L'expression "in die Bredouille kommen" vient incontestablement du français, auquel elle a été emprunté au XIXe siècle, mais elle possède un sens bien différent de la locution "revenir bredouille".
- Alors que l'allemand "in die Bredouille kommen" est synonyme de "se retrouver dans l'embarras", "être dans le pétrin, ou "ne plus savoir à quel saint se vouer" (weder ein noch aus wissen),
- le français "être / revenir bredouille" signifie "ne pas avoir obtenu ce qu'on souhaitait" (mit leeren Händen, unverrichteter Dinge).
Le mot "bredouille" vient du domaine du jeu et plus particulièrement du trictrac, une variante du backgammon qui a connu un long succès, du XIIe siècle jusqu'à la fin du XIXe. Ce jeu de société se jouait à deux personnes ayant chacune deux dés et quinze dames (pions). Lorsqu'un des joueurs réussissait à gagner d'affilée les douze trous avant même que son adversaire ait pu jeter ses dés, on disait qu'il "jouait bredouille" ou "marquait en grande bredouille". En revanche, le perdant "était mis en bredouille", il se retrouvait "les mains vides" (leer ausgehen).
Au XIXe siècle, lorsque le trictrac était moins à la mode, l'expression est passée dans le domaine cynégétique (Jagd-…) : ainsi, un chasseur qui "rentrait bredouille" revenait les mains vides, sans gibier. (1) Aujourd'hui, la locution possède le sens plus général de "ne pas avoir atteint son but".
L'origine du verbe bredouiller est très controversée.
- Selon le CNRTL, il vient de l'ancien français "bredeler" (attesté au XIIIe siècle et de même sens), avec changement du suffixe "-eler" en "-ouiller", terminaison à la connotation péjorative. (2)

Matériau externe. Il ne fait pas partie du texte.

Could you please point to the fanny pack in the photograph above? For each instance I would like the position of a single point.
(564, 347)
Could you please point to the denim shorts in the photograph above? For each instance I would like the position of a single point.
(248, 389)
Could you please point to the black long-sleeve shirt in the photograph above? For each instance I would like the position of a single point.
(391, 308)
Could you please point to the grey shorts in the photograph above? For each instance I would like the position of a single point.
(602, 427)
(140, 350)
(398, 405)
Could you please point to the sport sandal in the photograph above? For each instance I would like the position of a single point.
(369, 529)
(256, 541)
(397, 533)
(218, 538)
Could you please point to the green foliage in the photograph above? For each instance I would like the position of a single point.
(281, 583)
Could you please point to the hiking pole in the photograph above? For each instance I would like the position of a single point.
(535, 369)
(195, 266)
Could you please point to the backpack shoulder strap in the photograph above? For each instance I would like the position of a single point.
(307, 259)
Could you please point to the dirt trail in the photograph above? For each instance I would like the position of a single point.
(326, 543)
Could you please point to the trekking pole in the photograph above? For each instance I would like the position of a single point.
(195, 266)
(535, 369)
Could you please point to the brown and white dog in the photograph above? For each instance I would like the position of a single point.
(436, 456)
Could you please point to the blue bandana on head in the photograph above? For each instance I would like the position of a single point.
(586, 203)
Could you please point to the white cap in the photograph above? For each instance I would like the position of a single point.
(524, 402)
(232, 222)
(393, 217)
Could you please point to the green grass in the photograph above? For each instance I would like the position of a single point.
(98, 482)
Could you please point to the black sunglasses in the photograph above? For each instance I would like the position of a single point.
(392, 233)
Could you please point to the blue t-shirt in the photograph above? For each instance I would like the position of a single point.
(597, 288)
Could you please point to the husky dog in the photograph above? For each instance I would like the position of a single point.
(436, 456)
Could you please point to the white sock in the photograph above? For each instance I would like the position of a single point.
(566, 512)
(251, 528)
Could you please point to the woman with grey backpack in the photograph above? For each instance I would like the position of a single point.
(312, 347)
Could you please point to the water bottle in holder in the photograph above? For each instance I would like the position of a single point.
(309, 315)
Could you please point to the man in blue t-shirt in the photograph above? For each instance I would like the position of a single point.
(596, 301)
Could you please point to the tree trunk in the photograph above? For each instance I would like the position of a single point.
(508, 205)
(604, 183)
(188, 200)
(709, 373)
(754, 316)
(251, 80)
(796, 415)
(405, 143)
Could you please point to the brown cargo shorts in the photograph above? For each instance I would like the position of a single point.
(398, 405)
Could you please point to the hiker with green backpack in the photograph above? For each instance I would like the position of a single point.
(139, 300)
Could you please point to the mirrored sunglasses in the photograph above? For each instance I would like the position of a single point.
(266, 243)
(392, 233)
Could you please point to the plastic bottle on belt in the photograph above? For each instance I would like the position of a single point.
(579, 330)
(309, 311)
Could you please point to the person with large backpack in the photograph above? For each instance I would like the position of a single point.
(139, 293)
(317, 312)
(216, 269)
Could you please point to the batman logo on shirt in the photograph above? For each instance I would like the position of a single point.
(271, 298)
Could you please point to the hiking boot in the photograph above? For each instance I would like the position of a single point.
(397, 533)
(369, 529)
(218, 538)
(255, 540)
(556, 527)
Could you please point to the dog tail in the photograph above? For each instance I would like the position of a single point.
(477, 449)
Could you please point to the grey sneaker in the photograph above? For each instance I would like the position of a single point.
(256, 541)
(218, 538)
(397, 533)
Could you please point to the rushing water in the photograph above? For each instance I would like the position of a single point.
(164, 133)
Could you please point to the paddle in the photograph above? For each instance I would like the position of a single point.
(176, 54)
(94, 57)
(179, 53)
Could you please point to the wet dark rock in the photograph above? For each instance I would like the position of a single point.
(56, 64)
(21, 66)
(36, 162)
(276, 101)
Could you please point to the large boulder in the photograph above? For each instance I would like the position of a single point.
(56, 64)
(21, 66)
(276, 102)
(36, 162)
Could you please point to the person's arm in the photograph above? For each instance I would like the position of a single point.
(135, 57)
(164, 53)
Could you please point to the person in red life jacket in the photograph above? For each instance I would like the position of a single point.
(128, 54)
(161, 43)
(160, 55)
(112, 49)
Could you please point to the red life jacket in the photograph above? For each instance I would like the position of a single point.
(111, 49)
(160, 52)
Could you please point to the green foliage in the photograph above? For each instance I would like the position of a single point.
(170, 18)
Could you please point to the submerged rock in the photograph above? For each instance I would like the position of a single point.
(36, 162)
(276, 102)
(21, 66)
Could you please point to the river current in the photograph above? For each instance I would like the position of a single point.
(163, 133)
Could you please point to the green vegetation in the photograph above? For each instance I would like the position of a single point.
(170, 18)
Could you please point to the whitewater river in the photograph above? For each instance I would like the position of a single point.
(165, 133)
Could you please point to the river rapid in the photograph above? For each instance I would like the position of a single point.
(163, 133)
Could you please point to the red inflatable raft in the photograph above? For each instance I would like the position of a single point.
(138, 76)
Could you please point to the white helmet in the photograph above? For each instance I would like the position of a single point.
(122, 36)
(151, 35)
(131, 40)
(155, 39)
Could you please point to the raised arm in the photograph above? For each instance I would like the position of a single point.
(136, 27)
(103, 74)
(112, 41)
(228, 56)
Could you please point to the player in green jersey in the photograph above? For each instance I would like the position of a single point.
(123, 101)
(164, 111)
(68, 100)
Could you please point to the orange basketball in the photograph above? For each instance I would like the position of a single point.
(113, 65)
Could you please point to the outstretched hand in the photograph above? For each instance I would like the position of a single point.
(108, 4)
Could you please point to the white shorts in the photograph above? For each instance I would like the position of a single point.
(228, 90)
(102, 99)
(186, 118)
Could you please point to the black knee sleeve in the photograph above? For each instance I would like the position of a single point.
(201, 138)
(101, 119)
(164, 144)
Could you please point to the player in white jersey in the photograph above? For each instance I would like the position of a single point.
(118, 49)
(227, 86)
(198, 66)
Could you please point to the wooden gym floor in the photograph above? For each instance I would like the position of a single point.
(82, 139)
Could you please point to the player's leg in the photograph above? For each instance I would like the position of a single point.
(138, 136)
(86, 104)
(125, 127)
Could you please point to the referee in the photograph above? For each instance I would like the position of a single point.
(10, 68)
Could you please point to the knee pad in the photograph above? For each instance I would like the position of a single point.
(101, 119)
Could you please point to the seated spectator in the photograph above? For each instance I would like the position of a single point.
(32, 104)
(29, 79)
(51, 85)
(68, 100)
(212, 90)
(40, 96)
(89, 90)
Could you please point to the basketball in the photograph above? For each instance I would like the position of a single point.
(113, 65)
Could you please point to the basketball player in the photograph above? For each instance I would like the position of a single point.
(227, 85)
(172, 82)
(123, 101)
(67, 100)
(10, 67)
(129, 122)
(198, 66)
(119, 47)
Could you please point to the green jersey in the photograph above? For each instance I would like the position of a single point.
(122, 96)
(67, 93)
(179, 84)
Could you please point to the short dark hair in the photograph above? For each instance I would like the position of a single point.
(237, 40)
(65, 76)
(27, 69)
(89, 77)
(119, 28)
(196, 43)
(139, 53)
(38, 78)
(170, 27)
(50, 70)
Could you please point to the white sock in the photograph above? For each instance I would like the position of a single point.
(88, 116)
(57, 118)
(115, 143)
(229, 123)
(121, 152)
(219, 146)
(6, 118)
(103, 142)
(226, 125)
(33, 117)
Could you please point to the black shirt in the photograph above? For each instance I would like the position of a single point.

"Bredeler" dérive probablement de l'étymon "brittus" : ce serait donc parler comme un Breton ou "baragouiner" (radebrechen) - donc s'exprimer de façon incompréhensible… pour un Français. (3)
- Selon le Dictionnaire d'étymologie française, "bredouiller" vient de l'ancien français braidir ou bredir, apparenté à "braire" (c'est-à-dire "pousser des cris comme un âne").
- D'autres linguistes rattachent le verbe à une racine germanique : il serait donc apparenté aux verbes "brodeln", "bradeln", "brabbeln" (parler indistinctement).
Quant à savoir si les termes "bredouille" (adjectif en français) et "Bredouille" (substantif en allemand) ont la même origine étymologique que le verbe "bredouiller" (stammeln, brabbeln), équivalent de bafouiller, c'est-à-dire "parler de façon précipitée et confuse, sans articuler" (selon le CNRTL), c'est une question qui faisait déjà l'objet de controverses parmi les lexicologues au XVIIe siècle.
Il est possible que l'adjectif "bredouille" ait subi l'attraction du verbe "bredouiller", par analogie. En effet, à l'origine, celui qui est "mis en bredouille" - le perdant au jeu de trictrac - se trouve dans une situation embarrassante, tout comme une personne dont l'élocution est "embarrassée", c'est-à-dire qui parle de façon hésitante et/ou confuse. (4)
Ce sont ces deux idées que l'on trouve réunies dans l'article cité ci-dessus : décontenancée par une panne de prompteur, la présentatrice du JT se retrouve "in der Bredouille", bien embarrassée, et ... bredouille des excuses !
Pour être au courant
1- Une autre forme de chasse… On disait aussi d'une femme qui revenait du bal sans avoir été invitée à danser - et qui avait donc "fait tapisserie" (ein Mauerblümchen sein) - qu'elle "revenait bredouille", elle aussi, sans "gibier", c'est-à-dire sans avoir trouvé de cavalier ou de mari potentiel…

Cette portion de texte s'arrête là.